Klinische Studien werden durchgeführt, um die Sicherheit und Wirksamkeit von Medikamenten, medizinischen Geräten oder Verfahren nachzuweisen. Sie untersuchen, welche Behandlungsmethode sich am besten zur Therapie einer bestimmten Erkrankung oder Gruppe von Betroffenen eignet. Vor der Marktzulassung müssen alle neuen Behandlungsmethoden einer Reihe von klinischen Prüfungen unterzogen werden.

Klinische Studien bilden die Voraussetzungen für neue Behandlungsmöglichkeiten. Die Ergebnisse klinischer Studien treiben den medizinischen Fortschritt. Sie geben Ärzten das Wissen darüber wie Behandlungen eingesetzt werden und für wen sie sich am besten eignen. Nur durch den Einsatz der freiwilligen Teilnehmer können Studien erfolgreich abgeschlossen werden. Die teilnehmenden Patienten bekommen auch die Möglichkeit sehr früh von einer neuen Behandlung zu profitieren. Es dauert nämlich durchschnittlich 12 Jahre bis eine neue Behandlung öffentlich verfügbar wird. Alle Behandlungen und Medikamente, die Patienten derzeit nutzen, wurden im Rahmen klinischer Studien erprobt, um sicherzugehen, dass diese sicher sind und wirken.

Damit sichergestellt wird, dass nur diejenigen Betroffenen an der Studie teilnehmen, die am wahrscheinlichsten davon profitieren, werden Sie von dem Studienarzt umfassend untersucht. Dieser Vorgang wird als Screening bezeichnet und findet, vor einer möglichen Studienteilnahme, in dem jeweiligen Studienzentrum statt. Dazu gehört auch ein Gespräch mit dem Studienarzt, welches Sie umfassend über die Studie aufklärt und Ihnen die Möglichkeit gibt, Fragen zu stellen. Je nach Studie sind zusätzliche Untersuchungen (z.B. Labor oder Ultraschall) notwendig, um zu bestimmen, ob Sie an der Studie teilnehmen können.

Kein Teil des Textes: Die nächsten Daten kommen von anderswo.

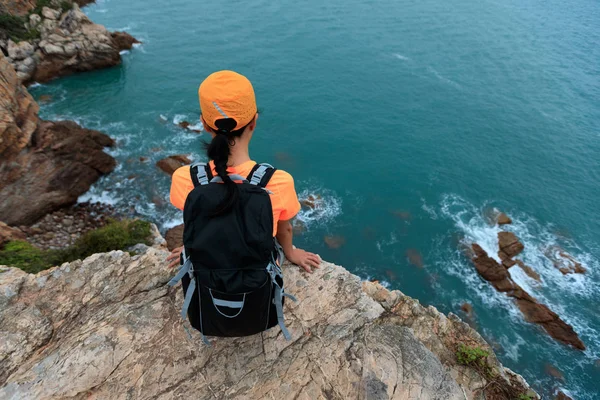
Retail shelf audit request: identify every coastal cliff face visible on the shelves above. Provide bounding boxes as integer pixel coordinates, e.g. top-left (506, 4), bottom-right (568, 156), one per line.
top-left (0, 239), bottom-right (535, 399)
top-left (0, 1), bottom-right (138, 84)
top-left (0, 54), bottom-right (116, 225)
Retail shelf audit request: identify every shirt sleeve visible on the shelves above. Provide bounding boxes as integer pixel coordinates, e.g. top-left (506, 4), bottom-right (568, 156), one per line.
top-left (170, 165), bottom-right (194, 210)
top-left (267, 170), bottom-right (301, 221)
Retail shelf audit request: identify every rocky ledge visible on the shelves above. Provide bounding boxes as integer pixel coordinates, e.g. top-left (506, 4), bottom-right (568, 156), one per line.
top-left (0, 0), bottom-right (139, 84)
top-left (0, 54), bottom-right (116, 226)
top-left (0, 239), bottom-right (537, 400)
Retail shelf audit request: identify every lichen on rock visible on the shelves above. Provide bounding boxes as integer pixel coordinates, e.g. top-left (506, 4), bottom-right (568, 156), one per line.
top-left (0, 239), bottom-right (528, 400)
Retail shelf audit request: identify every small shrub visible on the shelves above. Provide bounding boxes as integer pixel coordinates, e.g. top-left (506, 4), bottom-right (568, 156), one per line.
top-left (0, 240), bottom-right (53, 274)
top-left (0, 220), bottom-right (151, 274)
top-left (456, 343), bottom-right (490, 367)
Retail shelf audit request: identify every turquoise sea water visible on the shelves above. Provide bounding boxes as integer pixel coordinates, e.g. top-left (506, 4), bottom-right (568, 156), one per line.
top-left (32, 0), bottom-right (600, 399)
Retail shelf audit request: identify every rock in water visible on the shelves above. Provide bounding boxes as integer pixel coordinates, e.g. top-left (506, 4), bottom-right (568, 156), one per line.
top-left (472, 244), bottom-right (585, 350)
top-left (498, 232), bottom-right (525, 260)
top-left (0, 54), bottom-right (116, 225)
top-left (0, 51), bottom-right (40, 162)
top-left (156, 154), bottom-right (192, 175)
top-left (496, 212), bottom-right (512, 225)
top-left (554, 390), bottom-right (573, 400)
top-left (165, 224), bottom-right (183, 250)
top-left (0, 247), bottom-right (528, 400)
top-left (0, 221), bottom-right (27, 249)
top-left (110, 32), bottom-right (140, 51)
top-left (544, 363), bottom-right (565, 382)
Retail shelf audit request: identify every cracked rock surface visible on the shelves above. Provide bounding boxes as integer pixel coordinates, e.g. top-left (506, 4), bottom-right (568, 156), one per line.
top-left (0, 246), bottom-right (527, 400)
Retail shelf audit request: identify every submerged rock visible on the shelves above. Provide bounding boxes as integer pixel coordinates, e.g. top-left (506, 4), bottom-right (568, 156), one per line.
top-left (472, 244), bottom-right (585, 350)
top-left (0, 247), bottom-right (535, 400)
top-left (498, 232), bottom-right (525, 260)
top-left (496, 212), bottom-right (512, 225)
top-left (156, 154), bottom-right (192, 175)
top-left (544, 246), bottom-right (586, 275)
top-left (323, 235), bottom-right (346, 250)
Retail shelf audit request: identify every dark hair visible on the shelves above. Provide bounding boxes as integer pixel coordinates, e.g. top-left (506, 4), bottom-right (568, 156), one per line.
top-left (204, 118), bottom-right (249, 216)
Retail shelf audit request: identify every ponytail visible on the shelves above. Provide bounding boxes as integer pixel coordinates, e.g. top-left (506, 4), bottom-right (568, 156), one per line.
top-left (204, 118), bottom-right (246, 217)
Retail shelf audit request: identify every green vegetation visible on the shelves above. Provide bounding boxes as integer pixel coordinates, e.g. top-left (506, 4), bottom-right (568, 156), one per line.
top-left (456, 343), bottom-right (490, 367)
top-left (0, 220), bottom-right (151, 274)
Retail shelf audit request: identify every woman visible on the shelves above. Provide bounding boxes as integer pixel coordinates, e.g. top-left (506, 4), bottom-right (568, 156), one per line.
top-left (167, 71), bottom-right (321, 272)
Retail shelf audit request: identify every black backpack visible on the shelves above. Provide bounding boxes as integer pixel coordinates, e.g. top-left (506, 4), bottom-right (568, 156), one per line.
top-left (169, 163), bottom-right (296, 344)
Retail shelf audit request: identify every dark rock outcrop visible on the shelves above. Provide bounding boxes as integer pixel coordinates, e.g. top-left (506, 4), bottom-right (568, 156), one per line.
top-left (0, 221), bottom-right (27, 245)
top-left (0, 121), bottom-right (116, 225)
top-left (156, 154), bottom-right (192, 175)
top-left (0, 247), bottom-right (537, 400)
top-left (111, 32), bottom-right (140, 50)
top-left (0, 54), bottom-right (116, 225)
top-left (472, 244), bottom-right (585, 350)
top-left (498, 232), bottom-right (525, 260)
top-left (3, 0), bottom-right (137, 84)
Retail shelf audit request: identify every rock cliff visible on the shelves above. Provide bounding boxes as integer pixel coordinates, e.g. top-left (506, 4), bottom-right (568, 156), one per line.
top-left (0, 53), bottom-right (116, 225)
top-left (0, 0), bottom-right (138, 84)
top-left (0, 239), bottom-right (535, 399)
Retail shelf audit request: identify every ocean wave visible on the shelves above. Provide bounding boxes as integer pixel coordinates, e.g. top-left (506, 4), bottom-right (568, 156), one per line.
top-left (77, 187), bottom-right (122, 206)
top-left (440, 195), bottom-right (600, 360)
top-left (296, 188), bottom-right (342, 230)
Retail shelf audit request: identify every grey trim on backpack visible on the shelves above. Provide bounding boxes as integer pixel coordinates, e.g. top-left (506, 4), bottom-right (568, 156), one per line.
top-left (167, 255), bottom-right (210, 346)
top-left (190, 162), bottom-right (208, 185)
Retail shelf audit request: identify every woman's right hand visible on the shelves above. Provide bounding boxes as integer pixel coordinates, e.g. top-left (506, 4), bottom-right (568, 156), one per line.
top-left (285, 248), bottom-right (321, 273)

Es gibt verschiedene Gründe, an klinischen Studien teilzunehmen. Durch Ihre Teilnahme leisten Sie einen wertvollen Beitrag zur medizinischen Forschung. Sie erhalten Zugang zu neuartigen Behandlungsmethoden, die sich möglicherweise besser für Ihre Erkrankung eignen, als bisherige Ansätze. Darüber hinaus könnten Sie von der intensiven und individuellen medizinischen Betreuung in den Studienzentren profitieren. Die Teilnahme an einer klinischen Studie eröffnet vielen Betroffenen eine neue Perspektive, ihre gesundheitliche Situation verbessern zu können.

Klinische Studien werden durchgeführt, weil noch nicht alle Einzelheiten über ein Medikament, medizinisches Gerät oder Verfahren bekannt sind. Es besteht die Möglichkeit, dass Sie nicht von der Studienteilnahme profitieren. Alle potenziellen Risiken werden vor Studienbeginn mit Ihnen ausführlich im Studienzentrum besprochen. So können Sie für sich den möglichen Nutzen sorgfältig gegen eventuelle Risiken abwägen. Sie können bei den Gesprächen so viele Fragen stellen, bis Sie sich sicher für oder gegen eine Teilnahme entscheiden können.

Sie können Ihre Teilnahme an einer klinischen Studie jederzeit und ohne Angabe von Gründen beenden.

Die bei der Studie gesammelten Informationen dürfen nur zu Forschungszwecken verwendet werden. Ihre Informationen werden in einer verschlüsselten Form gespeichert, die zu keiner Zeit einen Rückschluss auf Ihre Person erlaubt. Lediglich Ihr Studienarzt hat die Möglichkeit, die Informationen zu entschlüsseln. Falls die Studienergebnisse im Rahmen von Präsentationen oder Veröffentlichungen verwendet werden, werden Sie niemals namentlich erwähnt. Auch wird niemandem ohne Ihr schriftliches Einverständnis mitgeteilt, dass Sie an der Studie teilnehmen bzw. teilgenommen haben.